Patient Financial Advisor Supervisor - Infusion Services
The University of Kansas Health System
Patient Financial Advisor Supervisor - Infusion Services Southlake Campus
The Patient Financial Advising Supervisor is responsible for overseeing the financial assistance practices supporting all patients throughout the health system. Supervises the employee workflow and performance by following the financial policy and procedures for the hospital enterprise. This position provides direction and leadership to front line staff and assures staff productivity, quality and customer service are monitored and meet the departmental standards. Works in collaboration with multiple departments throughout the health system. Supports and adheres to the University of Kansas Health System's Code of Ethics and Business Standards.
Responsibilities and Essential Job Functions
- Oversees the financial advisor functions including but is not limited to, contacting the patient, contacting responsible payers including government and non-government payers, contacting the patient's employer, referring uninsured and underinsured accounts to the Financial Counselors, and taking any other necessary actions. Contacts leadership and physician immediately of any restrictions denying admission, such as inability to obtain pre-certification or any lock-in program by any agency. Ensures the patient or family is aware of any denials or limitations.
- Provides relief coverage in planned or emergent absences of other supervisors, all shifts when requested. Provides relief coverage in emergent absences of employees, all shifts, when requested.
- Assists with Human Resource management functions including interviewing, selection, orientation, education/training, feedback, performance evaluation, and policy and procedure development. Assist in updating and maintaining personnel files. Ensures employee competency and maintains written documentation of all counseling sessions as needed. Maintains and monitors Kronos records for employees.
- Acts as a resource supporting day to day operations which includes collecting health insurance, homeowner's insurance, workman's compensation insurance, pre-paid packages, grants, studies, COBRA, VA benefits, Crime Victim, auto insurance, Medicaid or Medicare. Complies with Medicare/Medicaid rules and regulations.
- Coordinates the screening of financially unsponsored patients and assists them in finding payment resolution for their accounts including: negotiate settlements, insurance, public assistance, payment arrangements, charity or overwhelming debt.
- Serves as liaison between the patient and family members and other health care personnel. Knowledgeable of administrative policies, department procedures, interface procedures of other departments: third party coverage, forms and requirements. Advices Manager of complaints from patient/public, liaisons activities and other information as it is received, or situations develop.
- Monitors daily WQs consisting of all unsecured accounts. Follows up with staff to meet WQ goals.
- Ensures staff assist "walk-in" customers requesting assistance or customers calling into the department.
- Checks equipment to determine needs for repair and see that employees have adequate supplies to work with.
- Performs related assignments as requested by the Director, Manager and other administrative representatives.
- Must be able to perform the professional, clinical and or technical competencies of the assigned unit or department.
- These statements are intended to describe the essential functions of the job and are not intended to be an exhaustive list of all responsibilities. Skills and duties may vary dependent upon your department or unit. Other duties may be assigned as required.
Required Education and Experience
- Associates Degree in a related field of study from an accredited college or university.
- 5 or more years of experience in financial advising, claims processing, benefits explanation, cost estimates, benefit pricing, or as a patient accounting rep.
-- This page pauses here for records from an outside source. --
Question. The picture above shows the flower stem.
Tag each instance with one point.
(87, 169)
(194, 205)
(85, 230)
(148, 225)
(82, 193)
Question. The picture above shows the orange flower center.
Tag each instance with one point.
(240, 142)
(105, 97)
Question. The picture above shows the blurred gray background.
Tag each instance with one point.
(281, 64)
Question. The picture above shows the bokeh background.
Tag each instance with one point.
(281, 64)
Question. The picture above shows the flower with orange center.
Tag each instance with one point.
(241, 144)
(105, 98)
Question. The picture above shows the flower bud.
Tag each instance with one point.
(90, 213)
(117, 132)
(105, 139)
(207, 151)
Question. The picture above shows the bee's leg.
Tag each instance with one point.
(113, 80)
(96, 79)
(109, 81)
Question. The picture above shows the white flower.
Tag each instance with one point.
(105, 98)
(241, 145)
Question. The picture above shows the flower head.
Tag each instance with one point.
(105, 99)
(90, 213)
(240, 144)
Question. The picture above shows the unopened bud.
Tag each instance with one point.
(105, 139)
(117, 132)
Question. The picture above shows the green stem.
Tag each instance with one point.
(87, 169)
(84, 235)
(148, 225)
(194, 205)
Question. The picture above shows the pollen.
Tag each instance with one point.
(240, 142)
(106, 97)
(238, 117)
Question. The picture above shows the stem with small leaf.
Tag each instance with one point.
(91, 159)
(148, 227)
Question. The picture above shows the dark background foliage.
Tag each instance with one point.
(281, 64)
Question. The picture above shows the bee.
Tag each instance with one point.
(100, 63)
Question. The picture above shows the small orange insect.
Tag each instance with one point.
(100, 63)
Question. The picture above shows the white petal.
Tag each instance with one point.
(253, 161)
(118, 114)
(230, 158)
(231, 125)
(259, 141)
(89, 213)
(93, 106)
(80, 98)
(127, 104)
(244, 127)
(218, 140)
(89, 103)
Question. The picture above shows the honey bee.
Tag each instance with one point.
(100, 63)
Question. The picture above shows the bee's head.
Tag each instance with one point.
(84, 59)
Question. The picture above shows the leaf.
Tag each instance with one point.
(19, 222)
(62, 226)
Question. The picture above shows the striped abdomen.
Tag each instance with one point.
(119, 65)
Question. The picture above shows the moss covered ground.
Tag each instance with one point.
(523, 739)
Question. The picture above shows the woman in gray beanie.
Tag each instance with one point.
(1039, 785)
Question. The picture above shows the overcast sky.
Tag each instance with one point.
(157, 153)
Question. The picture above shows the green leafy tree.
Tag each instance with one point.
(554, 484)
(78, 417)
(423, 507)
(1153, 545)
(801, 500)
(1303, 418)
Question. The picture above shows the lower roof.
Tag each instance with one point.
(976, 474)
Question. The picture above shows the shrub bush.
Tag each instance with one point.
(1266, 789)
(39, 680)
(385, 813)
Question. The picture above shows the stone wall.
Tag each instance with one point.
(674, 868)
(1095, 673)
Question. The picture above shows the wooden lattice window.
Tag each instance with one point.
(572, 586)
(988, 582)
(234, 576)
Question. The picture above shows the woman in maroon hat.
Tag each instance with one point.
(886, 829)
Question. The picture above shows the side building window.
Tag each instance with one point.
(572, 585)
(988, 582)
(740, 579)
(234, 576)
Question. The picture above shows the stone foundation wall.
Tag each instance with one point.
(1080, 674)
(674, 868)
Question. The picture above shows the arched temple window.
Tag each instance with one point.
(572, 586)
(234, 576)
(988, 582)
- 2 or more years of lead or supervisory experience.
Preferred Education and Experience
- Bachelors Degree in a related field of study from an accredited college or university.
- 4 or more years of Epic experience.
- 4 or more years of CPT-4 and Healthcare Common Procedure Coding System (HCPCS) coding.
Knowledge Requirements
- Working knowledge of insurance (Commercial & Government).
- Ability to do Prior Authorizations.
- Knowledge of Transplant (BMT and/or Solid).
- Working knowledge of CMS regulations.
Important information for you to know as you apply:
- The health system is an equal employment opportunity employer. Qualified applicants are considered for employment without regard to race, color, religion, sex (including pregnancy, gender identity, and sexual orientation), national origin, ancestry, age, disability, veteran status, genetic information, or any other legally-protected status. See also Diversity, Equity & Inclusion.
- The health system provides reasonable accommodations to qualified individuals with disabilities. If you need to request reasonable accommodations for your disability as you navigate the recruitment process, please let our recruiters know by requesting an Accommodation Request form using this link View email address on click.appcast.io.
- Employment with the health system is contingent upon, among other things, agreeing to the health-system-dispute-resolution-program.pdf and signing the agreement to the DRP.